Le tableau des maladies professionnelles n°45 prend en compte les 5 types d’hépatites en dissociant les travaux susceptibles de les provoquer. Pour l’hépatite A et E l’accent est mis sur le contact avec les eaux usées tandis que pour les hépatites B et C vont être concernés une multitude de professions dépassant largement le personnel de soins et assimilé : pompiers, policiers, personnel pénitentiaire, services de soins funéraires, éboueurs,…
La vaccination contre l’hépatite B est obligatoire pour le personnel soignant et assimilé : article L 3111-4 du Code de la santé publique, arrêté du 29 mars 2005. Par contre pour l’hépatite C, cela reste problématique car il n’y a pas de vaccin.
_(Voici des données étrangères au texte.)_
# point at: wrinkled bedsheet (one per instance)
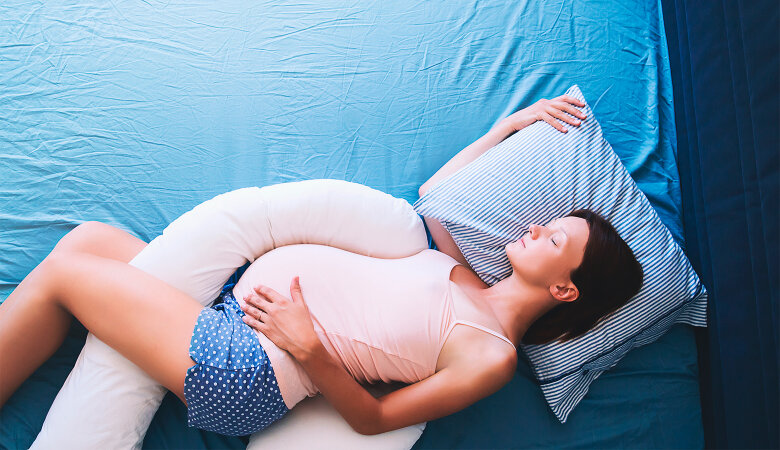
(133, 112)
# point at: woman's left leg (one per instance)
(145, 319)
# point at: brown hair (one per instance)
(607, 278)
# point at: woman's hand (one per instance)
(549, 111)
(287, 323)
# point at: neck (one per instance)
(517, 305)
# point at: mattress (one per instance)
(133, 113)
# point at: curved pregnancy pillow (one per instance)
(108, 402)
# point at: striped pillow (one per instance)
(539, 174)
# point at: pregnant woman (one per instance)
(426, 320)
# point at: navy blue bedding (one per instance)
(133, 113)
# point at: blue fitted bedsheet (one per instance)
(132, 113)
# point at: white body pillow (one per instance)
(108, 402)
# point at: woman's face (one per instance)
(546, 255)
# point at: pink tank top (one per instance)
(385, 320)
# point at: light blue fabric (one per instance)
(132, 113)
(539, 174)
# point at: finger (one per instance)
(256, 324)
(564, 117)
(270, 294)
(551, 120)
(253, 311)
(255, 300)
(574, 111)
(295, 290)
(571, 100)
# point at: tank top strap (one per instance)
(486, 330)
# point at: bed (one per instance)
(132, 114)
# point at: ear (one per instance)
(565, 292)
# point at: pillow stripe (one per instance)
(539, 174)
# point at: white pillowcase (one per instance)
(108, 402)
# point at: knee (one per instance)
(79, 238)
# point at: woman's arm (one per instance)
(470, 153)
(288, 324)
(547, 110)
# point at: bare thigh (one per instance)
(100, 239)
(145, 319)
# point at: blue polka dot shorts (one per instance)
(232, 387)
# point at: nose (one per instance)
(535, 231)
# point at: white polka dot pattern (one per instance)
(232, 387)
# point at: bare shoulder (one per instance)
(473, 352)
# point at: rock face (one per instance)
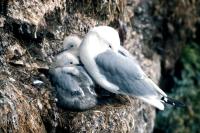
(31, 33)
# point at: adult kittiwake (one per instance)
(74, 87)
(114, 68)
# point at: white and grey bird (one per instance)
(74, 87)
(114, 68)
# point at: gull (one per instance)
(74, 87)
(116, 70)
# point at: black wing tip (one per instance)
(173, 102)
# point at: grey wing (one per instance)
(86, 81)
(126, 74)
(69, 93)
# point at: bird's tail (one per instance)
(173, 102)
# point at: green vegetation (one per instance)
(186, 89)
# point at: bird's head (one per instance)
(98, 40)
(65, 59)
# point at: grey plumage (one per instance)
(122, 68)
(74, 88)
(114, 68)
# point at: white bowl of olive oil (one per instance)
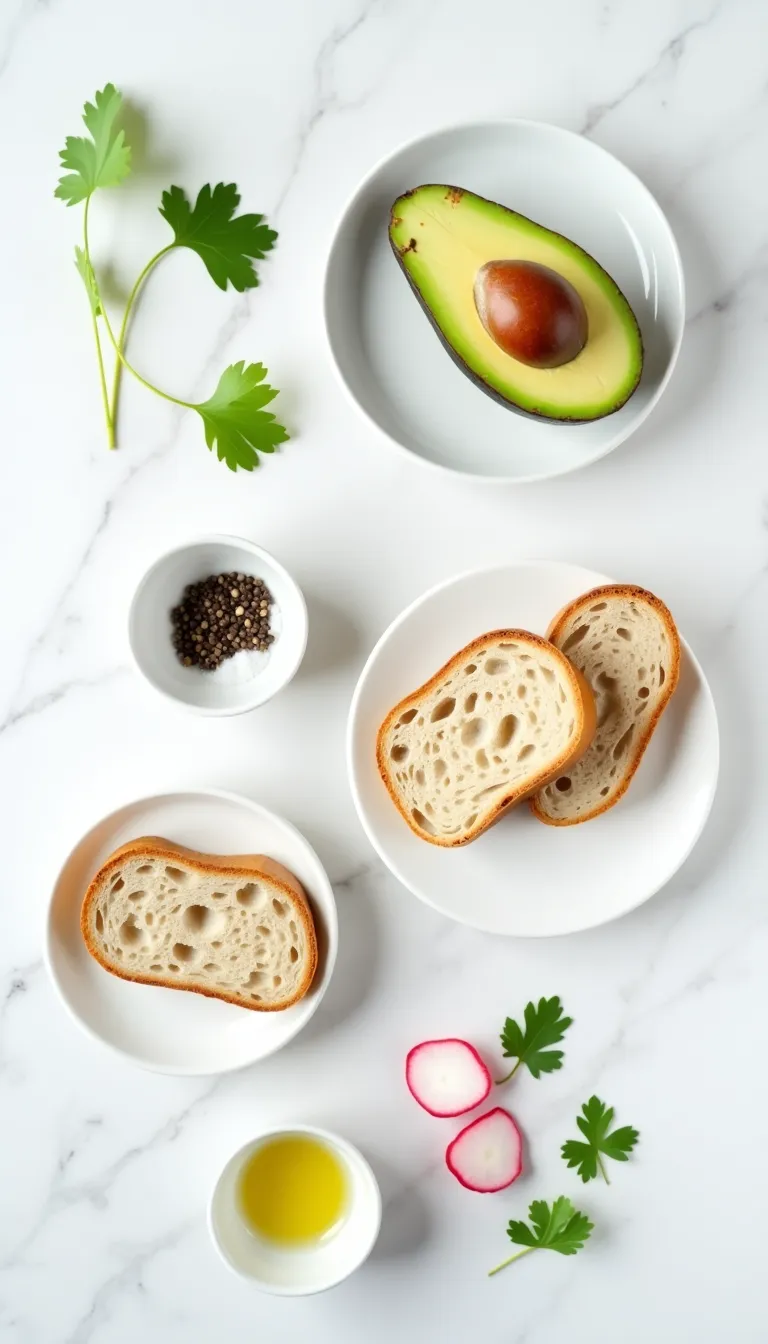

Agents infectieux contractés en milieu d’hospitalier

Le tableau n°76 énumère un certain nombre d’agents infectieux responsables de pathologies chez le personnel de soins et assimilé : staphylocoque, pseudomonas aeruginosa, entérobactéries, pneumocoque, streptocoque bêta-hémolytique, méningocoque, fièvres typhoïde et paratyphoïde A et B, dysenterie bacillaire (shigelle), choléra, fièvres hémorragiques (Ebola …), gonocoque, syphilis, virus de l’herpès (varicelle et zona), gale.

Le SIDA n’est pas pris en compte, mais il existe une procédure spéciale pour les soignants se piquant avec une aiguille de seringue  et notamment désinfection, déclaration d’accident du travail et suivi sérologique. Cette procédure entre dans le cadre plus général d’une exposition accidentelle au sang et concernent aussi les hépatites B et C.

L’épidémie de Covid-19 touche un certain nombre de professionnels et notamment le personnel soignant et assimilé. Un nouveau tableau a été créé (tableau n°100). Nous conseillons au lecteur de se reporter à l’article « Covid-19 » paru dans le Travailleur en septembre 2020  pour de plus amples informations sur les possibilités de reconnaissance en maladie professionnelle.

La grippe, infection banalisée mais cependant meurtrière, pourrait faire à l’avenir l’objet de la même attention que l’infection au coronavirus, notamment avec sa prise en compte comme pathologie professionnelle.

Conclusion

De nombreux professionnels sont exposés au risque infectieux. La survenue d’infections chez les personnels exposés ne doit pas être banalisée. Ces infections doivent être prises en compte comme pathologie professionnelle avec l’exigence de disposer de statistiques fiables pour en mesurer l’ampleur permettant alors d’appliquer une réelle prévention.